Samedi, le 6 juillet 2013. La petite municipalité de Lac-Mégantic, en Estrie, allait vivre une catastrophe d'une ampleur surréaliste. Un train, transportant des matières dangereuses, déraille en plein centre-ville et provoque, sous la force des multiples explosions, la destruction de plusieurs résidences et commerces.
Je suis photographe pour SPIQ.ca depuis 9 ans. J'ai couvert plusieurs interventions incendie. Cependant, ce matin à mon réveil, jamais je n'aurais cru vivre une journée si bouleversante. Voici le récit de cette journée qui n'aurait jamais dû exister.
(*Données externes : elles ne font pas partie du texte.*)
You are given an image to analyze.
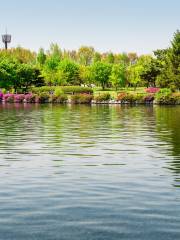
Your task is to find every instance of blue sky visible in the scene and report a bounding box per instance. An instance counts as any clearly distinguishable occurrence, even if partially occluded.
[0,0,180,54]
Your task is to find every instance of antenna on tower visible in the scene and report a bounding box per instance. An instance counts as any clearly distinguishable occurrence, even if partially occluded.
[2,28,11,50]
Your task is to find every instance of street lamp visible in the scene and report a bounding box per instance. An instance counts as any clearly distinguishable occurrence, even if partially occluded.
[2,33,11,49]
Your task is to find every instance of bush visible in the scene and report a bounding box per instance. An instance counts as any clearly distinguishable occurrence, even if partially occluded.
[95,93,111,102]
[50,94,68,103]
[144,94,154,103]
[31,86,93,94]
[54,88,64,97]
[61,86,93,94]
[31,86,57,94]
[25,93,37,103]
[145,87,160,93]
[117,93,137,103]
[14,94,25,103]
[71,93,93,104]
[155,88,178,104]
[36,92,50,103]
[3,93,14,103]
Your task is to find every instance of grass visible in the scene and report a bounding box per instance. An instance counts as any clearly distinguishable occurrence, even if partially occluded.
[93,87,145,98]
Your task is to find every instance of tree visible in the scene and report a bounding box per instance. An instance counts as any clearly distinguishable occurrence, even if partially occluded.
[91,62,112,90]
[37,48,46,66]
[110,64,126,91]
[58,59,81,85]
[79,65,92,85]
[78,46,94,66]
[42,55,60,85]
[127,64,143,89]
[155,30,180,90]
[0,59,16,89]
8h45. Comme à tous les matins, je prends quelques minutes pour faire le tour du web, question de prendre connaissance des dernières nouvelles. C'est à ce moment que j'apprends la tragédie. Les photos se font rares, si ce n'est que quelques images prises pendant la nuit. Quelque chose me pousse à me rendre sur place. Alors que je quitte la résidence, et que je suis sur les routes de la Beauce en direction de Lac-Mégantic, je n'ai aucune idée de ce qui m'attend sur place. Je n'ai non plus aucune idée de la façon dont je vais aborder mon reportage.
Suite à une brève communication avec mon patron, Christian Thibault, il est convenu que SPIQ.ca ira à Lac-Mégantic pour offrir son aide au service incendie de la municipalité. L'aide que nous avons convenu de leur apporter est simple; documenter la tragédie, à l'aide de photos. Ces photos pourront par la suite être utilisées pour les archives de la municipalité.
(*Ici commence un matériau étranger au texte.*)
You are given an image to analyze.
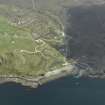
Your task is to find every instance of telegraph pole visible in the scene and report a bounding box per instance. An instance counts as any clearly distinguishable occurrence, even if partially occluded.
[32,0,36,10]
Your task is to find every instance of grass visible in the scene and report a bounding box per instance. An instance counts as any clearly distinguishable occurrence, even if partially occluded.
[0,4,65,76]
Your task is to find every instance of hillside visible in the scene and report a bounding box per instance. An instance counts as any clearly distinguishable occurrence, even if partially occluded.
[0,5,66,76]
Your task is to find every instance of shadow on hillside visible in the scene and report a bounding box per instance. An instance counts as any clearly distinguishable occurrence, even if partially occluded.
[65,5,105,71]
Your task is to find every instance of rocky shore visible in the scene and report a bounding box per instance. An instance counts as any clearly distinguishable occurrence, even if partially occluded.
[0,64,75,88]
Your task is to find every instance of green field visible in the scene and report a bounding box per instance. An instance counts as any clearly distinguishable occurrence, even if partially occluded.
[0,5,65,76]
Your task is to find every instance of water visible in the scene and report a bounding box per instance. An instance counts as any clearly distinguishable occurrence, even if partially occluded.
[0,77,105,105]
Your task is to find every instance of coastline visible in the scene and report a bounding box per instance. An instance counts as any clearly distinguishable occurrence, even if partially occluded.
[0,64,75,88]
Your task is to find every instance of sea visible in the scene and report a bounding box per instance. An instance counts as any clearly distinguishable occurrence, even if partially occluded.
[0,76,105,105]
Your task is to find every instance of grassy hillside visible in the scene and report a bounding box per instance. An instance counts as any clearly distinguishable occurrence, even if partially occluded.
[0,5,65,76]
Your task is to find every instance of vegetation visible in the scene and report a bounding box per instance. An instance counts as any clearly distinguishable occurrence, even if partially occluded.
[0,5,65,76]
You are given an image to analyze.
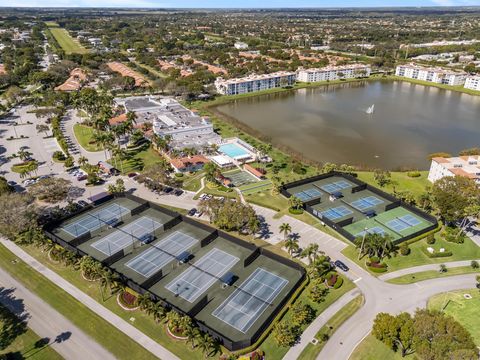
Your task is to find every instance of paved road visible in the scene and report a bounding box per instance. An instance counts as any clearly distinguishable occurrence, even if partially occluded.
[0,238,179,360]
[378,259,480,281]
[317,274,475,360]
[284,289,361,359]
[0,268,115,360]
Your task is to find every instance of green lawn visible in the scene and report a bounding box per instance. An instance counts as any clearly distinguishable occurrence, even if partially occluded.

11h15. Arrivé sur place, je me suis entretenu quelques instants avec le directeur du service des incendies de Lac-Mégantic, monsieur Denis Lauzon. Je lui ai donc offert notre offre de service, offre qu'il a immédiatement acceptée. Alors que je suis en direction de la zone d'intervention, je n'ai encore aucune idée de l'ampleur du sinistre. Très rapidement, la situation se précise. Comment qualifier la vision que j'ai à cet instant? C'est tout simplement impossible de trouver les mots. Les mots "apocalypse" ou encore "surréaliste" semblent si faibles pour résumer la scène qui s'offre à mes yeux.
J'ai l'impression d'être téléporté dans un village d'Europe, pendant la seconde guerre mondiale. Des maisons ne sont plus qu'un amas de briques, seules quelques cheminées ont résisté et tiennent en place. Les arbres, calcinés, ne sont que des flèches noires qui pointent vers le ciel. Des carcasses de voitures complètement brûlées. La vie semble s'être arrêtée, c'est un sentiment indescriptible. Lors de mon déplacement dans la ville, j'ai l'occasion de discuter avec des petits groupes de pompiers au repos. Tout comme moi, ils sont sans mots. Ils ne comprennent tout simplement pas, ils sont dépassés par les événements. De l'autre côté de la rue, un pompier s'exclame devant une maison en ruines; "Aye, je connais le gars qui habite ici".
Lors de cette journée de désolation, j'ai aussi vu la beauté. La beauté de l'entraide. Plusieurs services d'incendie sont venus prêter main forte à Lac-Mégantic. J'ai vu des pompiers des municipalités de Saint-Robert, Saint-Georges-de-Beauce, Saint-Romain, Lac-Drolet, Saint-Gédéon, La Guadeloupe, Sherbrooke, Sainte-Cécile-de-Whitton, Eustis (Maine) et New Vineyard (Maine), travailler dans une belle solidarité.
Ce soir, je vais me coucher avec un mélange de sentiments; la fierté du devoir accompli, mais aussi la tristesse d'une journée qui n'aurait jamais dû exister.
Les membres de SPIQ.ca dirigent leurs pensées positives vers le directeur du service des incendies de Lac-Mégantic, monsieur Denis Lauzon, ainsi qu'à tous les pompiers présents sur place.